This topic was the reason I decided to create a blog.
Eloping. I have no idea why in 2017, this is still seen as such a taboo topic. Maybe not taboo but it does have a general negative connotation associated it.
I’ve been asked multiple times since we announced that we had eloped, why we did it. The ‘right’ answer I guess would be ‘because we love each other and didn’t want to wait’ and while in part that is true, we were happy never getting married. Due to German Law and my visa situation, the easiest and most effective solution was for us to marry and for me to use Andrews visa as his spouse. De Facto relationships although recognized didn’t warrant me to a spouse visa, we needed to be legally married. The Tax Break in Germany for married couples is an added bonus.

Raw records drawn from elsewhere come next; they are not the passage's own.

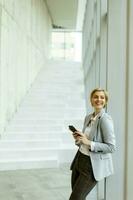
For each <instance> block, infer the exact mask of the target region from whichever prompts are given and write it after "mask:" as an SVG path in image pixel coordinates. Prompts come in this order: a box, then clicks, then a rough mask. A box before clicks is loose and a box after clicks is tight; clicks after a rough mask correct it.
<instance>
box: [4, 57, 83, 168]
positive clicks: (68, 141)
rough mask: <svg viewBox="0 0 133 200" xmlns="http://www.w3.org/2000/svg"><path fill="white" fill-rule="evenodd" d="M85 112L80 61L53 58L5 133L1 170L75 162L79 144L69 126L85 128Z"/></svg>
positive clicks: (13, 118) (22, 104)
mask: <svg viewBox="0 0 133 200" xmlns="http://www.w3.org/2000/svg"><path fill="white" fill-rule="evenodd" d="M84 115H85V99H84V85H83V72H82V68H81V66H80V64H79V63H74V62H63V61H52V60H50V61H49V62H48V64H47V66H45V67H44V68H43V69H42V71H41V72H40V74H39V75H38V77H37V78H36V81H35V82H34V84H33V85H32V87H31V89H30V91H29V92H28V93H27V95H26V96H25V98H24V100H23V102H22V104H21V106H20V108H19V110H18V111H17V113H16V114H15V116H14V118H13V119H12V120H11V122H10V123H9V124H8V126H7V128H6V131H5V132H4V133H3V134H2V136H1V140H0V170H14V169H29V168H44V167H45V168H50V167H58V166H59V165H60V164H61V163H64V162H71V160H72V158H73V156H74V154H75V151H76V150H77V147H76V146H75V145H74V144H73V138H72V136H71V133H70V131H69V130H68V125H69V124H73V125H75V126H76V127H77V128H79V129H81V128H82V123H83V119H84Z"/></svg>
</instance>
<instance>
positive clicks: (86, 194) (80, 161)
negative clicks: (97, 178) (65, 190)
mask: <svg viewBox="0 0 133 200" xmlns="http://www.w3.org/2000/svg"><path fill="white" fill-rule="evenodd" d="M96 183H97V181H96V180H95V178H94V175H93V170H92V165H91V160H90V157H89V156H86V155H84V154H82V153H80V152H78V156H77V159H76V162H75V164H74V167H73V169H72V177H71V185H72V193H71V196H70V198H69V200H85V199H86V196H87V195H88V194H89V192H90V191H91V190H92V189H93V187H94V186H95V185H96Z"/></svg>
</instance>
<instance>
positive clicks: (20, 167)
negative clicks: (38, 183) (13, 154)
mask: <svg viewBox="0 0 133 200" xmlns="http://www.w3.org/2000/svg"><path fill="white" fill-rule="evenodd" d="M56 167H59V162H58V159H57V157H49V158H47V159H45V158H43V157H38V158H34V159H30V158H28V159H27V158H24V159H17V160H16V159H6V160H4V159H1V160H0V171H5V170H17V169H35V168H56Z"/></svg>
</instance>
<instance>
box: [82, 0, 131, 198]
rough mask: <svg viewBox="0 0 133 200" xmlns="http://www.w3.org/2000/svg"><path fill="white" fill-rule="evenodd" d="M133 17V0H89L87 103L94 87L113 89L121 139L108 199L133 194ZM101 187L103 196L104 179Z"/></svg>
mask: <svg viewBox="0 0 133 200" xmlns="http://www.w3.org/2000/svg"><path fill="white" fill-rule="evenodd" d="M99 4H100V6H99ZM99 12H100V14H99ZM98 16H99V17H98ZM132 18H133V1H132V0H128V1H126V0H117V1H112V0H108V1H106V0H101V1H99V0H88V4H87V7H86V14H85V20H84V26H83V67H84V73H85V85H86V99H87V103H86V105H87V108H90V105H89V103H88V98H87V97H88V94H89V93H90V91H91V90H92V89H93V88H94V87H99V86H100V87H103V88H105V89H107V90H108V91H109V97H110V98H109V104H108V108H107V109H108V112H109V113H110V114H111V115H112V117H113V119H114V124H115V134H116V141H117V151H116V153H115V154H114V155H113V159H114V168H115V174H114V176H111V177H110V178H107V179H106V184H105V185H106V192H105V193H106V195H105V196H106V199H107V200H112V199H113V200H130V199H131V198H132V196H133V191H132V169H133V161H132V146H133V134H132V125H131V124H132V116H131V115H132V111H133V106H132V105H133V104H132V102H133V92H132V85H133V57H132V52H133V45H132V44H133V38H132V35H133V23H132ZM99 25H100V28H99ZM99 29H100V33H99ZM98 188H100V190H99V189H98V199H99V200H101V199H102V198H103V197H104V193H103V189H104V183H100V184H99V187H98ZM101 191H102V192H101Z"/></svg>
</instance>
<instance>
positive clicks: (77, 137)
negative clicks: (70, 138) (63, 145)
mask: <svg viewBox="0 0 133 200" xmlns="http://www.w3.org/2000/svg"><path fill="white" fill-rule="evenodd" d="M74 135H75V139H76V140H78V141H79V142H81V143H82V144H85V145H88V146H89V147H90V146H91V141H90V140H88V138H87V137H86V135H85V134H84V133H82V132H79V131H75V132H74Z"/></svg>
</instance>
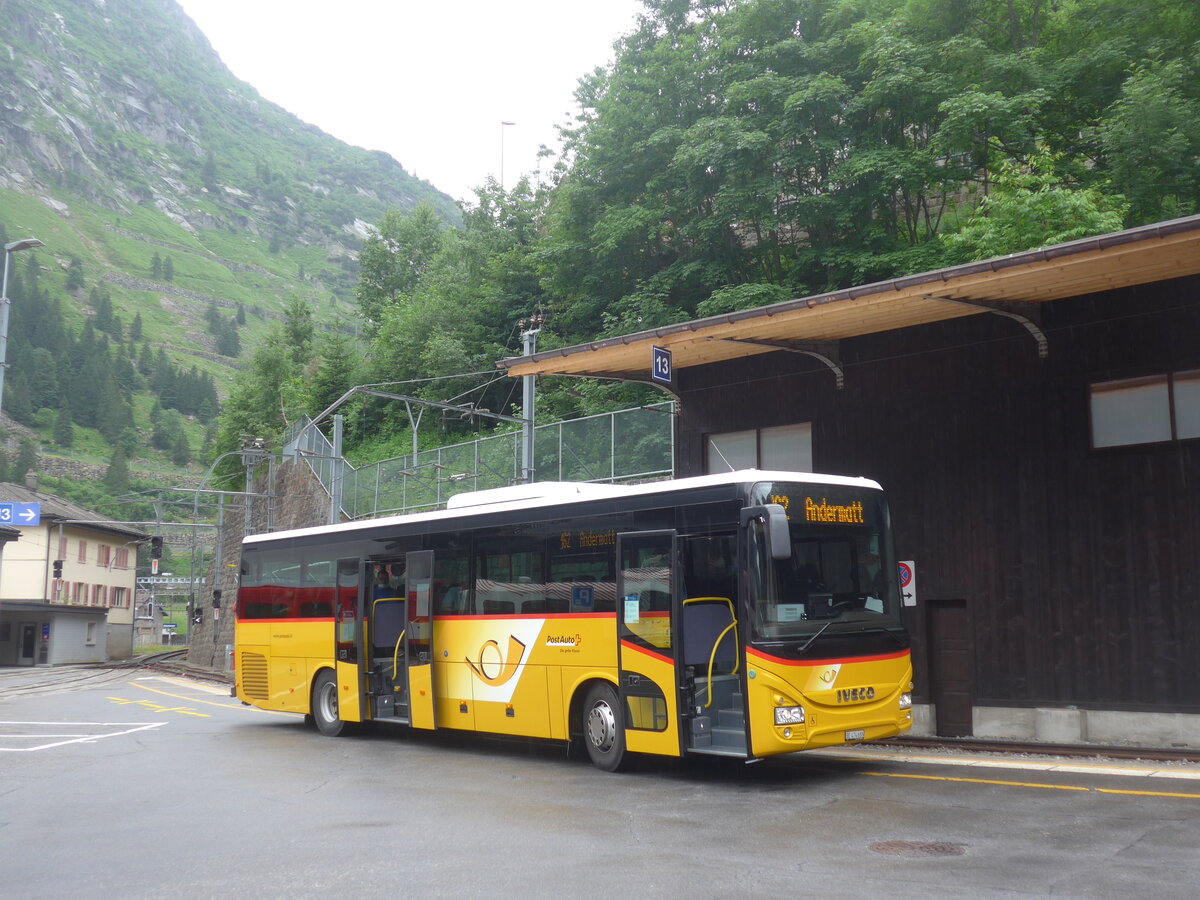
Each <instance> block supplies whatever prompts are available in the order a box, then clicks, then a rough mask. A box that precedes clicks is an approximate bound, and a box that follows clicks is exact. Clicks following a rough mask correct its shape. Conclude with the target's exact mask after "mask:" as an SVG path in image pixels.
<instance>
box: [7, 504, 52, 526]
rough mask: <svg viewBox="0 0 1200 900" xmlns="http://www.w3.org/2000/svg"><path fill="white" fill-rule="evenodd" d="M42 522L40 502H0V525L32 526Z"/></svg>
mask: <svg viewBox="0 0 1200 900" xmlns="http://www.w3.org/2000/svg"><path fill="white" fill-rule="evenodd" d="M41 523H42V504H40V503H0V526H17V527H26V528H29V527H32V526H37V524H41Z"/></svg>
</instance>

We had been together 5 years at this point and we both thought we would do it eventually just not this soon. ‘Why don’t you fly back and do it in Australia so everyone can witness it?’ we were asked by the very few that knew beforehand. We had considered it, Andrew and I had long discussions about whether we should or not, but ultimately it didn’t sit right with me getting married in Australia.
I was happy to never be married. It is something that Andrew and I had discussed and we both come from broken homes and ultimately knew that a marriage doesn’t always mean forever. We have lived together for years and have a life together so it wasn’t a high priority for either of us. I promised myself years ago, probably about the time I met some incredible human beings, that I wouldn’t get married until everybody could get married in Australia. As of October 2017, Australia, a country that holds the title of world’s most liveable city 7 years in a row, still does not recognize and offer equality. I was in tears telling Andrew that I didn’t want to have a big celebration and get married in front of everyone when a lot of my nearest and dearest currently can’t, especially since neither of us had a strong desire to do it.
When we realized that marriage was the best solution for us to continue in Germany, I don’t think I have ever been so upset. As Andrew pointed out, Germany not only recognizes same-sex marriages performed overseas (something that Australia at this stage does not) it has also just legalized same sex marriage. Whilst we eloped before the first same-sex wedding occurred in Germany, the vote and law had passed beforehand. I rationalized that since we were eloping in a country that legalized same sex marriage, it wasn’t as hypocritical as I thought.
That was until, this bullshit public survey appeared in Melbourne. This ‘respectful’ debate. The Supreme Court knocking down the appeal, allowing the Government to do a ‘non compulsory, non binding’ survey on whether same sex marriage should be legalized. This hurt. I balled my eyes out to Andrew when it became apparent this postal vote was going ahead, I didn’t want to elope anymore, I didn’t want to get married with this shit going on back in Australia. I didn’t want to hide something from my friends that might cause them anguish but at the same time I didn’t want to flaunt the fact that we could get married.
As the debate went on, Andrew kept reminding me that this was the right thing for us to do. Reading the comments that people would leave on Marriage Equality pages with homosexuals being referred to as ‘rapists’ ‘faggots’ ‘second class citizens’, I was crying reading these. As more and more people in my life that are affected by this, was switching off social media to avoid the shit storm, taking holidays, blogging and vlogging about how shit this thing was, I couldn’t take it. Andrew came home one day to me in tears in a corner telling him I couldn’t do this. I couldn’t get married when people close to me are having to defend their choice of partner. This was the moment that we had to tell people outside of our parents.
I didn’t want it to seem at all like we were rubbing people’s faces in our decision to get married let alone make it worse or make anyone feel like they are worth less than another person. We are all equal and I’m hoping the majority of Australians agree with that. Everyone has been so supportive since and can only hope this public vote in November swings in the way of equality so everyone else can be as happy as we are.